Vekkardi sentiu-se um pouco encabulado. Vira Will lutar, e logo, percebeu que ele era melhor. Como poderia? Nem mesmo estudou diretamente com Modevarsh e era melhor.

– Talvez – disse Vekkardi.

– Talvez o que?

– Talvez possamos ver os Sr. Modevarsh, mas só depois de cumprir meus objetivos.

– Será que posso ajudá-lo?

– Talvez, estou conduzindo uma investigação.

– Uma investigação em nome do silfo Modevarsh? Maravilhoso! É claro que vou ajudá-lo.

O Cavaleiro Vermelho, não gostando do rumo da conversa decidiu partir. Montou seu cavalo e disse. – Will, cuide deles. Tenho assuntos para resolver.

– Hei! Espere Vermelho, não vá! – disse Will em vão. O Cavaleiro Vermelho, continuava misterioso para Will, mesmo após acompanhá-lo por quase um ano.

Logo Will voltou-se para Vekkardi cheio de entusiasmo, – Você falava sobre uma investigação. Conte-me! Conte-me tudo.

– Claro. Outra hora.

Radishi alertou-os. – Sim, é melhor conversarmos depois. Parece que vocês dois foram seguidos. Sinto presenças malignas aproximando-se. Devemos partir de imediato!

Roubert ficou alerta e questionou, – Will, há algum esconderijo, algum lugar para o qual poderíamos ir?

– Sim. Sigam-me. Vamos até um esconderijo da rebelião. Fica além do bosque.

Não muito longe dali, um grupo sinistro discutia.

– Entraram no maldito bosque! De certo escaparão! – resmungou Clefto, cujo rosto estava coberto pelas sobras de um grande capuz.

O Cavaleiro Edréon estava impaciente e disse, – Desistindo tão fácil? Por acaso está com medo de um bando de rebeldes, necromante?

– Medo? Idiota... Isso se chama uso de inteligência. Eles chagaram primeiro e conhecem muito bem o bosque. Já escaparam diversas vezes por este maldito bosque.

– Inteligência você diz... – retrucou Edréon irônico, – Sua dita, Inteligência funcionou muito bem lá atrás... Se tivéssemos avançados com os soldados, desde o princípio, como eu queria, teríamos derrotado ao menos dois deles.

– Está tão certo disso, cavaleiro? E quanto ao Tisamirense? Acha que poderia ter lidado com ele usando a força? Teria feito com que seus soldados idiotas tivessem destruído uns aos outros, isso sim!

Uma outra voz, sinistra e dolorosa emergiu de trás fazendo com que Edréon pulasse de susto. – Na realidade, se o maldito Cavaleiro Vermelho não tivesse aparecido, com aquela maldita espada flamante, teríamos capturado o tisamirense de acordo com o desejo do senhor Arávner.

– Quem é você? Como sabe sobre Arávner? – quis saber o cavaleiro.

O estranho homem, muito magro, aproximou-se revelando-lhes as mãos. Estavam repletas de feridas abertas, com dezenas e dezenas de pequenas lascas de madeira atravessando a carne. – Sou Hendrish, o mestre da dor. – sorriu o recém-chegado.

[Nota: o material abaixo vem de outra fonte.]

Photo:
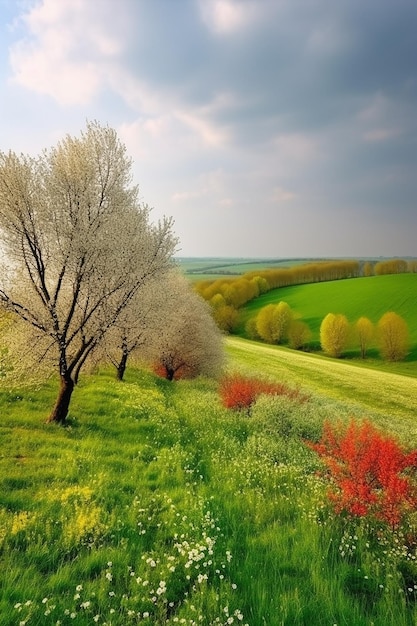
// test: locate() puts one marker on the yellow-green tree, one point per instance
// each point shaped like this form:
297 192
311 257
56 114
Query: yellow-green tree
250 328
334 334
393 337
364 330
299 334
273 321
226 317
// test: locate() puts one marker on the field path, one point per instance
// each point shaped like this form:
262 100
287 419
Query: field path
385 393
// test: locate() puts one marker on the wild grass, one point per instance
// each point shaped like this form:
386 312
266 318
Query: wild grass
157 505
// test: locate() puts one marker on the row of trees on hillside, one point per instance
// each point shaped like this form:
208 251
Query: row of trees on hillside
227 295
278 324
85 273
390 333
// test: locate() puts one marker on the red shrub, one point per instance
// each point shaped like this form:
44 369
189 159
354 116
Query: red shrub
240 392
367 469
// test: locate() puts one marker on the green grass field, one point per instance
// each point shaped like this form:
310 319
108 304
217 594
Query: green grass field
372 297
207 268
156 505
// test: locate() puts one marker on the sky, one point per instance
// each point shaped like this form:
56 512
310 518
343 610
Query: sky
264 128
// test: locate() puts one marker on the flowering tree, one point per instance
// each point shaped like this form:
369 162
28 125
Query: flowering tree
77 246
188 342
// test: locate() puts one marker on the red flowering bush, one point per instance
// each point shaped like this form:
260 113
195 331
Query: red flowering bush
240 392
368 471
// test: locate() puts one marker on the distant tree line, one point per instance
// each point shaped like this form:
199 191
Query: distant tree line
278 324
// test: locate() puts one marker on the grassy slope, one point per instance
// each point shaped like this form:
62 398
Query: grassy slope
146 464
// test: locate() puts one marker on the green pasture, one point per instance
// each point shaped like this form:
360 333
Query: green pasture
369 296
207 268
157 506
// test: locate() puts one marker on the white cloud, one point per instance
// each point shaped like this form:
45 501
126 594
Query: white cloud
66 51
279 194
226 16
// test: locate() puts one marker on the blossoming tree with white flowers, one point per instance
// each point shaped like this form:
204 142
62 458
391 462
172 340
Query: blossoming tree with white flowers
76 245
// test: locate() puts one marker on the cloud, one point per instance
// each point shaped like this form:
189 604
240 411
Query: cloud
227 16
239 114
60 56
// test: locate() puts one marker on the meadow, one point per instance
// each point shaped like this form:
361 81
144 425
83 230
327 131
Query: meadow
157 505
208 268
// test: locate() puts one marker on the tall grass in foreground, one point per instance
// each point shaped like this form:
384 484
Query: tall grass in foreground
156 505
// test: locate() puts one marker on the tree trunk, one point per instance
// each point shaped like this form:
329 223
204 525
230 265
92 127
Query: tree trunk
60 410
170 373
121 368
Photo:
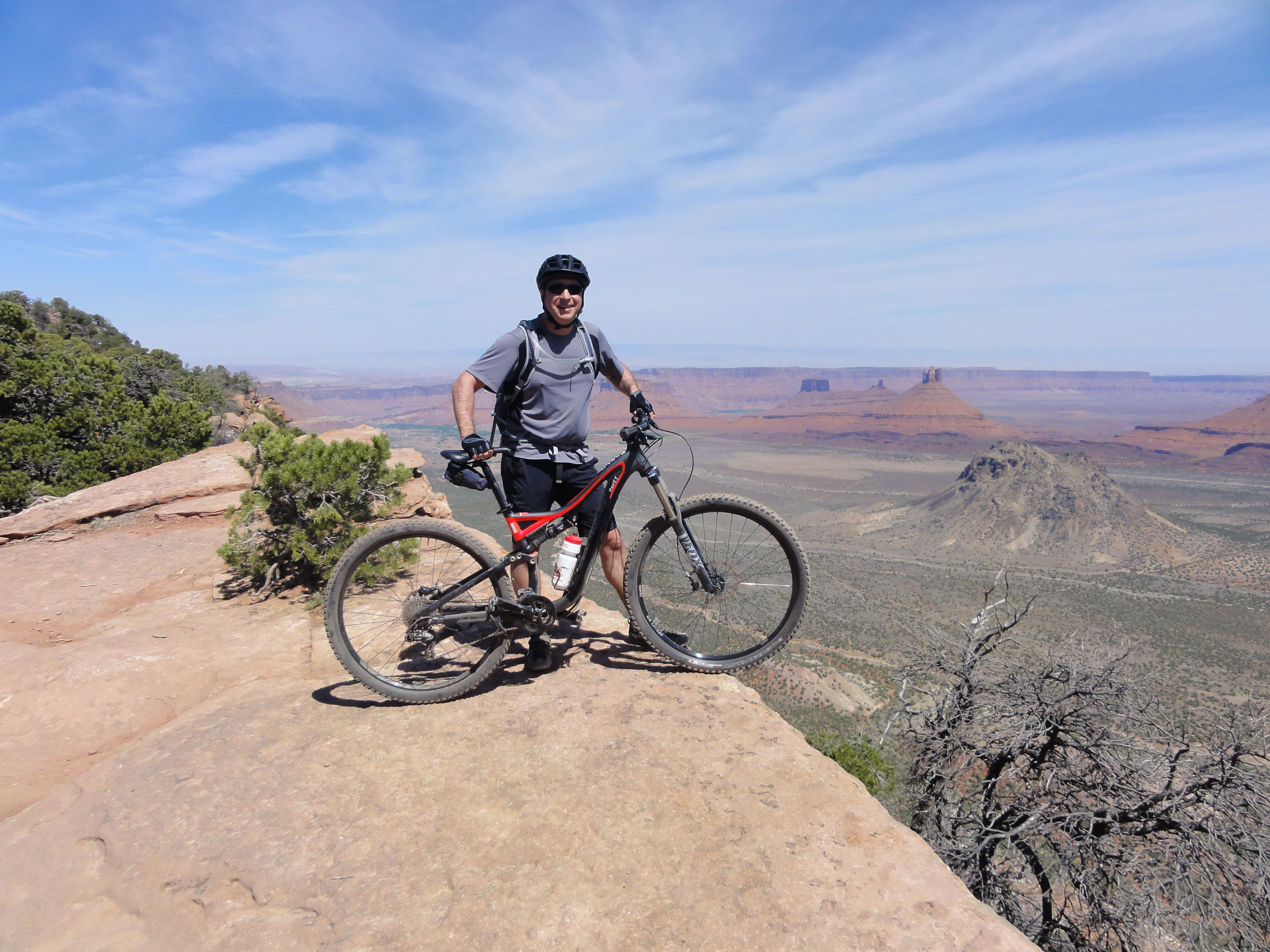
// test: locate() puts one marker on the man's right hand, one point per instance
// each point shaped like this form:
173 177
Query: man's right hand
477 447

Edréon sentiu um forte calafrio ao encarar o medonho Hendrish. Engoliu seco e disse, – O que sugere.

– Queimemos o bosque. Ele e tudo que nele se encontra. Se escaparem, ao menos será a última vez...

Clefto observou Hendrish com atenção e disse sarcástico, – Ótima idéia, meu caro. E como você espera que possamos queimar todo o bosque? Trouxe por acaso alguma poderosa e infinita fonte de energia?

– Claro que não, tolinho...

– Óleo? Traz centenas de galões escondidos em sua manga, de certo. debochou Clefto pela segunda vez.

– Chega Clefto! – gritou Edréon irritado. – Diga de uma vez o que pretende, bruxo!

Hendrish colocou uma das mãos dentro de seu manto, e após um estalo de metal, retirou um objeto que atirou ao chão.

Clefto observou a garrafa metálica com cuidado e sentiu seu coração deprimindo-se. Clefto parecia assustado, – Não está falando sério, está?

Hendrish, olhou-o seríssimo com olhos penetrantes.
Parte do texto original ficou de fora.